Uno de los errores más comunes en el cuidado del cabello es tratar todos los problemas de la misma manera. A menudo, cuando notamos el pelo áspero o sin brillo, recurrimos a cualquier mascarilla comercial esperando un milagro. Sin embargo, no todos los cabellos necesitan lo mismo. Entender la diferencia entre un cabello deshidratado, desnutrido o dañado es el primer paso para devolverle su vitalidad, y para ello, los tratamientos capilares profesionales son imprescindibles.
Un cabello deshidratado ha perdido agua, lo que lo vuelve opaco y propenso al encrespamiento. Necesita tratamientos a base de humectantes como el aloe vera o el ácido hialurónico. Por otro lado, un cabello desnutrido carece de lípidos (grasas naturales), sintiéndose poroso y áspero al tacto; en este caso, requiere aceites y mantecas ricas. Finalmente, un cabello dañado estructuralmente por decoloraciones, uso excesivo de planchas o factores químicos ha perdido proteínas. Este tipo de fibra capilar necesita tratamientos reconstructores con queratina o aminoácidos para rellenar las fisuras y evitar la rotura.

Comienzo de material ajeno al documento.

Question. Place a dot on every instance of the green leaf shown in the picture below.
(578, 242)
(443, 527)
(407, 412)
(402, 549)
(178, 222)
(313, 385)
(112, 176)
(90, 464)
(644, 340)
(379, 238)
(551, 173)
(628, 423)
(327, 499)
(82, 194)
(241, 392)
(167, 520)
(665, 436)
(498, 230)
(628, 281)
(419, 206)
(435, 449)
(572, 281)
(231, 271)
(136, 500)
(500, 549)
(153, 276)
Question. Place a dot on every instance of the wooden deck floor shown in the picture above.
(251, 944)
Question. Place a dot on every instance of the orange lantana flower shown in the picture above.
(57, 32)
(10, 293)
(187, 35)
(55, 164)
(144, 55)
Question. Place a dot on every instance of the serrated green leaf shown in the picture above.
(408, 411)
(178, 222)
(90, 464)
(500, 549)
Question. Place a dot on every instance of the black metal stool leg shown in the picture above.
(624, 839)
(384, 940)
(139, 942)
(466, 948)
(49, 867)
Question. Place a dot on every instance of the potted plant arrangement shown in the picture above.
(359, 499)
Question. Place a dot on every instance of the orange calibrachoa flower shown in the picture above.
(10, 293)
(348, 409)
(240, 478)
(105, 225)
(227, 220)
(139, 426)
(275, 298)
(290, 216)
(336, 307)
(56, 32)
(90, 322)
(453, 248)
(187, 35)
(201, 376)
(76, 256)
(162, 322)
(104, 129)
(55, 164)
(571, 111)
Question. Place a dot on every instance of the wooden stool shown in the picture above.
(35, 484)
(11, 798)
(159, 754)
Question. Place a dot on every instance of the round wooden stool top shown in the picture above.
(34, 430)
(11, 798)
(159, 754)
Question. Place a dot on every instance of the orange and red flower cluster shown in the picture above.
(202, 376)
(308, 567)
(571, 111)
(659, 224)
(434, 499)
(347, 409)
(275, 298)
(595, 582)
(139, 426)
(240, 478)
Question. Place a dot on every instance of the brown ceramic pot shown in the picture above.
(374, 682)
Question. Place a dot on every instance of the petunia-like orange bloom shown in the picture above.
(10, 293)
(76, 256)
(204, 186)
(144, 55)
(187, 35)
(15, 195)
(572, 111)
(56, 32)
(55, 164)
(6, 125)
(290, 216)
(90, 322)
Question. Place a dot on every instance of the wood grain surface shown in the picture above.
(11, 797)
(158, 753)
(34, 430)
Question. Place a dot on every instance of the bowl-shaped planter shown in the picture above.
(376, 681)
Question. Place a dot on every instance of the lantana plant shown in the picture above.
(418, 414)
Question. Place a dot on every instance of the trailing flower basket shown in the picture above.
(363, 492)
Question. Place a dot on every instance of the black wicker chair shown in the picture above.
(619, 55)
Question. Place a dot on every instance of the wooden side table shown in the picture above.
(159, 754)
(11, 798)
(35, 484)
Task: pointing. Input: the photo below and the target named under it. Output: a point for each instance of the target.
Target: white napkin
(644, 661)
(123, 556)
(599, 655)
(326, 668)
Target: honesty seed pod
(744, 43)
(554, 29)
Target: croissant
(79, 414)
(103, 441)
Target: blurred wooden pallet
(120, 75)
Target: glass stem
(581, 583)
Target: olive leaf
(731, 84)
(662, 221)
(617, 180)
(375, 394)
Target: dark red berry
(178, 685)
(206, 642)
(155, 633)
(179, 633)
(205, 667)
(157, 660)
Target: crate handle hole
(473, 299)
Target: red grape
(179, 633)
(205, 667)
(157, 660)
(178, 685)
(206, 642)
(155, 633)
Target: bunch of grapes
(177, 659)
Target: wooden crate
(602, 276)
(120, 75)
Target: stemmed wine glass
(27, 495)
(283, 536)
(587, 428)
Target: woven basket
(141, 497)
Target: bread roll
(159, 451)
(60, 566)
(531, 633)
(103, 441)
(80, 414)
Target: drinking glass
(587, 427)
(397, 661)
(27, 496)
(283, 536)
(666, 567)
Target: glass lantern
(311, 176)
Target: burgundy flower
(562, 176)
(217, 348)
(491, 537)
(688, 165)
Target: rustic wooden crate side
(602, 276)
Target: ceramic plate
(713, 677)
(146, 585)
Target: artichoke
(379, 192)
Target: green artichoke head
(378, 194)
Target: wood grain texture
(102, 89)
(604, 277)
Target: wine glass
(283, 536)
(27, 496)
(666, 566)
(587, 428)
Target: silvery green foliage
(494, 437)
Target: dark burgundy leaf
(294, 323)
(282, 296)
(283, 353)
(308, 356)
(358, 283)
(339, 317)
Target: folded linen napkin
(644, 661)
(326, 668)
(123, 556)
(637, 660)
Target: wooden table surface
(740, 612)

En nuestro espacio en Teror, no ofrecemos soluciones genéricas. Antes de aplicar cualquier tratamiento, SEGURA HERNANDEZ RITA MARIA realiza un diagnóstico visual y táctil profundo de tu fibra capilar. Al no tener una sala de espera llena, podemos tomarnos el tiempo de explicarte qué le ocurre exactamente a tu cabello y aplicar el tratamiento específico que revertirá el daño.
Acompañado de un masaje capilar relajante en un ambiente de total tranquilidad, el tratamiento se convierte no solo en una cura de salud para tu melena, sino en una experiencia de bienestar integral. El resultado: un cabello fuerte, elástico, suave y con un brillo espectacular.